Koichi Tanaka forscht in Rostock

Donnerstag, 22. Mai 2003

Nobel-Preisträger forscht in Rostock

Koichi Tanaka, Nobelpreisträger für Chemie 2002, kommt im September nach Rostock. Er will einen Kooperationsvertrag zwischen seinem Labor und dem Rostocker Proteom-Zentrum abschließen, den ersten Partnern in Europa.

Rostock (OZ) Viele Stunden ihres Arbeitsalltags im Proteom-Zentrum Rostock verbringt die Chemikerin Dr. Cornelia Koy an einem der weltweit modernsten Hochleistungs-Massenspektrometer, das von Koichi Tanaka mitentwickelt wurde. Der Japaner erhielt im Vorjahr den Nobelpreis für Chemie. „Sein“ Gerät in Rostock ist das erste überhaupt, das in Europa erfolgreich in Betrieb genommen wurde. Koichi Tanaka kommt Anfang September nach Rostock.

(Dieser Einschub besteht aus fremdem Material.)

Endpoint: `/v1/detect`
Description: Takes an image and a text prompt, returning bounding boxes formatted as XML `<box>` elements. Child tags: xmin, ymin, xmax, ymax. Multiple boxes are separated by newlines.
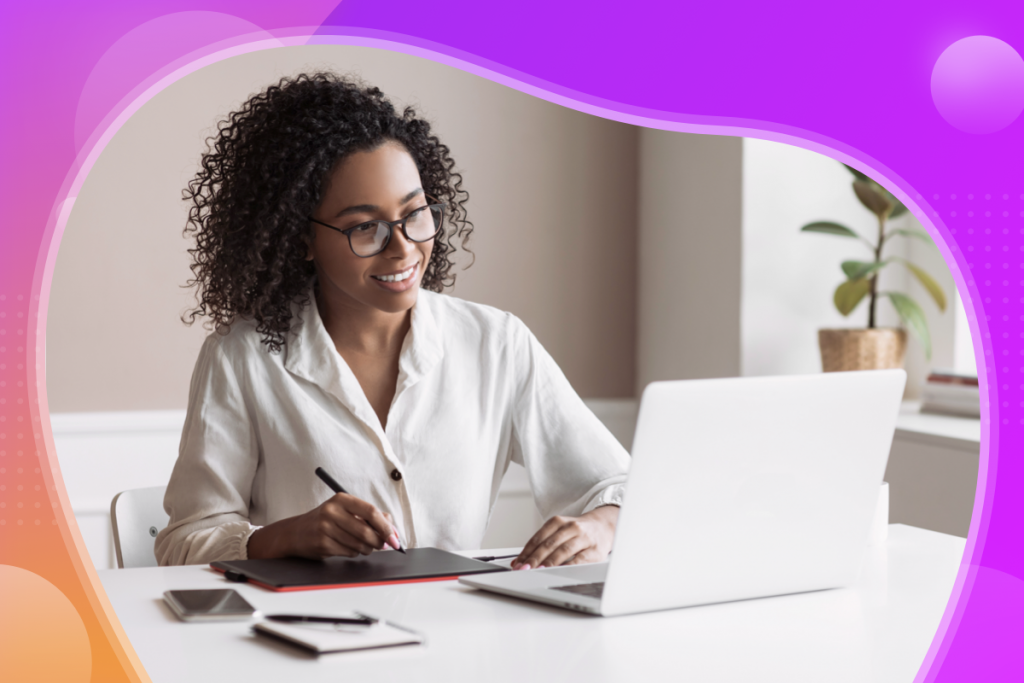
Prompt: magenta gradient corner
<box><xmin>0</xmin><ymin>0</ymin><xmax>1024</xmax><ymax>681</ymax></box>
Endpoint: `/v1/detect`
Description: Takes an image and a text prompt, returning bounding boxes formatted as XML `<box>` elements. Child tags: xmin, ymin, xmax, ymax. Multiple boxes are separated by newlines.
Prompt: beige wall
<box><xmin>46</xmin><ymin>46</ymin><xmax>638</xmax><ymax>412</ymax></box>
<box><xmin>636</xmin><ymin>129</ymin><xmax>742</xmax><ymax>395</ymax></box>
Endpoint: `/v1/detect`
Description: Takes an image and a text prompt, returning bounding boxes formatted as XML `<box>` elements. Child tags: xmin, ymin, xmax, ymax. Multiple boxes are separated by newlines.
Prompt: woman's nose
<box><xmin>384</xmin><ymin>225</ymin><xmax>416</xmax><ymax>258</ymax></box>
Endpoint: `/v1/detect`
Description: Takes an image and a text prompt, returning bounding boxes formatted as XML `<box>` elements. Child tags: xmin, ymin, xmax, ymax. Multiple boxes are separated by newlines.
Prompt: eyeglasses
<box><xmin>309</xmin><ymin>198</ymin><xmax>444</xmax><ymax>258</ymax></box>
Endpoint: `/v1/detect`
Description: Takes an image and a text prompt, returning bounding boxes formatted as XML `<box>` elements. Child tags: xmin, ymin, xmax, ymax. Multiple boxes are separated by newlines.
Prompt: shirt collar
<box><xmin>284</xmin><ymin>290</ymin><xmax>444</xmax><ymax>428</ymax></box>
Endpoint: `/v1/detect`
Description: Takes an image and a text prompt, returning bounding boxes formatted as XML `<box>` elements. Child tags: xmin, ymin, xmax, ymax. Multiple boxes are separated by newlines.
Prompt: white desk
<box><xmin>99</xmin><ymin>524</ymin><xmax>965</xmax><ymax>683</ymax></box>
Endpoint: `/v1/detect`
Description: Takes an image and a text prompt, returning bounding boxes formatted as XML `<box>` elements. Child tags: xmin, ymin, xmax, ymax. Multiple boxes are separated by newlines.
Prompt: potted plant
<box><xmin>800</xmin><ymin>164</ymin><xmax>946</xmax><ymax>373</ymax></box>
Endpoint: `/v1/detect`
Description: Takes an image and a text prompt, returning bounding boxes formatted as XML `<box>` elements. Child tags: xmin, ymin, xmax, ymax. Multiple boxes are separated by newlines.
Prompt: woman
<box><xmin>156</xmin><ymin>73</ymin><xmax>628</xmax><ymax>568</ymax></box>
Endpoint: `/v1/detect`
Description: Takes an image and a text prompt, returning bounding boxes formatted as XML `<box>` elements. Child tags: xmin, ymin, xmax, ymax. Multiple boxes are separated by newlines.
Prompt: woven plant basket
<box><xmin>818</xmin><ymin>328</ymin><xmax>906</xmax><ymax>373</ymax></box>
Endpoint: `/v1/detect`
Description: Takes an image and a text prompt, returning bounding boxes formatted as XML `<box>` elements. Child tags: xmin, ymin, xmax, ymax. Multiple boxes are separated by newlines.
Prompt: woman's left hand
<box><xmin>512</xmin><ymin>505</ymin><xmax>618</xmax><ymax>569</ymax></box>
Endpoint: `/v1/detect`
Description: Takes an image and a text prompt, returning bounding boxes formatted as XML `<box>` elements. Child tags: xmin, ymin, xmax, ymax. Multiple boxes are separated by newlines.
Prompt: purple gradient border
<box><xmin>0</xmin><ymin>3</ymin><xmax>1024</xmax><ymax>681</ymax></box>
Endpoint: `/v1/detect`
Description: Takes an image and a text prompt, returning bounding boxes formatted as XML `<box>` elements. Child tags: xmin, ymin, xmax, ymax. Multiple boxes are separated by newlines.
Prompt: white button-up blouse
<box><xmin>156</xmin><ymin>291</ymin><xmax>629</xmax><ymax>565</ymax></box>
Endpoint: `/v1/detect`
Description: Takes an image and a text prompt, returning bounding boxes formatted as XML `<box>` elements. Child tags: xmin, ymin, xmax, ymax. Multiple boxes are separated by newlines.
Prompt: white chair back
<box><xmin>111</xmin><ymin>486</ymin><xmax>170</xmax><ymax>569</ymax></box>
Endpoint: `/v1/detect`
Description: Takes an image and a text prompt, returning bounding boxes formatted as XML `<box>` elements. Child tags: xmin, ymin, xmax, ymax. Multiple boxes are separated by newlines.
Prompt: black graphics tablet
<box><xmin>210</xmin><ymin>548</ymin><xmax>508</xmax><ymax>591</ymax></box>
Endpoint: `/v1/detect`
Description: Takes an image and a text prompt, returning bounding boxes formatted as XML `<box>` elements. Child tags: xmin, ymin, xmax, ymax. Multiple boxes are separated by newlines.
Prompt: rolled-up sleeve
<box><xmin>511</xmin><ymin>316</ymin><xmax>630</xmax><ymax>518</ymax></box>
<box><xmin>155</xmin><ymin>334</ymin><xmax>259</xmax><ymax>565</ymax></box>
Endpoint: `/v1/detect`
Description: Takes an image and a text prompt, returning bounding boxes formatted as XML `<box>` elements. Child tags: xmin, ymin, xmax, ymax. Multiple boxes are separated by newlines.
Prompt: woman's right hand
<box><xmin>247</xmin><ymin>494</ymin><xmax>398</xmax><ymax>559</ymax></box>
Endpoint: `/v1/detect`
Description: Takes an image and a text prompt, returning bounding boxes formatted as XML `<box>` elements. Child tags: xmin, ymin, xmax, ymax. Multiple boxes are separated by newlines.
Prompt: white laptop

   „Es grenzt an ein Wunder, dass er Japan für den Besuch bei uns verlassen kann, denn in seiner Heimat ist er jetzt ein Volksheld und hat viele Verpflichtungen dort“, sagt Prof. Michael O. Glocker, Leiter des Proteom-Zentrums Rostock, voller Vorfreude. Der Nobelpreisträger, mit dem der Rostocker Forscher seit längerem eine erfolgreiche Wissenschafts-Kooperation pflegt, wird nicht nur einen der Festvorträge auf dem zweiten Rostocker Proteom-Forum am 2. und 3. September halten. Er will außerdem eine Vereinbarung zur Zusammenarbeit seines Nobel-Labors mit den Rostocker Proteomforschern unterzeichnen. Das ist der erste offizielle Vertrag, den Tanaka als Nobelpreisträger mit europäischen Partnern eingeht. Und ein Ritterschlag für das Proteom-Zentrum Rostock.

   „Ja, wir sind aus dem Windelalter 'raus“, urteilt Glocker. Im Dezember 1999 war unter Federführung von Prof. Hans-Jürgen Thiesen, Direktor des Instituts für Immunologie der Universität Rostock, das Proteom-Zentrum mit seinem ersten Forum eröffnet worden. Mittlerweile nähert sich das Leitprojekt „Proteom-Analyse des Menschen“ seinem Ende. „Wir haben Gene ermittelt, die dafür verantwortlich sind, ob eines der wichtigsten Medikamente gegen Rheuma wirkt oder nicht", nennt Thiesen eins der herausragenden Ergebnisse. Das zugrunde gelegte Verfahren ist zum Patent angemeldet worden. Es könnte zur Basis für eine geplante Firmengründung werden.

   Beim Bundesministerium für Bildung und Forschung liegt derzeit erneut ein Großforschungs-Projektantrag unter Federführung des Proteom-Zentrums Rostock vor. Dabei geht es um Systembiologie, das Zusammenführen der Ergebnisse der Genom- und Proteomforschung mit deren kausalen Zusammenhängen unter Einsatz modernster Bioinformatik. Am Beispiel der Leber und ihrer Erkrankungen sollen Modelle zum besseren Verständnis biologischer Prozesse und regulatorischer Netzwerke entwickelt werden.

   Die Rostocker schafften unter den 40 Antragstellern mit zwei anderen den Sprung in die zweite Runde. „Wenn die Universität Rostock uns den Rücken stärkt, werden wir das mit drei Millionen Euro geförderte Projekt in die Hansestadt holen können“, ist sich Michael Glocker mit Blick auf die im Juni im Bundesministerium anstehende Entscheidung sicher.

   Etwa 200 Wissenschaftler von drei Kontinenten werden Anfang September am Rostocker Proteom-Forum teilnehmen. Die Tagung über ihre neuesten Forschungsergebnisse wird vom Wirtschafts- und vom Bildungsministerium Mecklenburg-Vorpommerns gefördert. Nahtlos schließen sich gleich danach die Schweriner Wissenschaftstage vom 4. bis 6. September an. In diesem Jahr stehen sie ganz im Zeichen der Chemie. Auch dort wird man über Koichi Tanaka und seine Leistungen sprechen.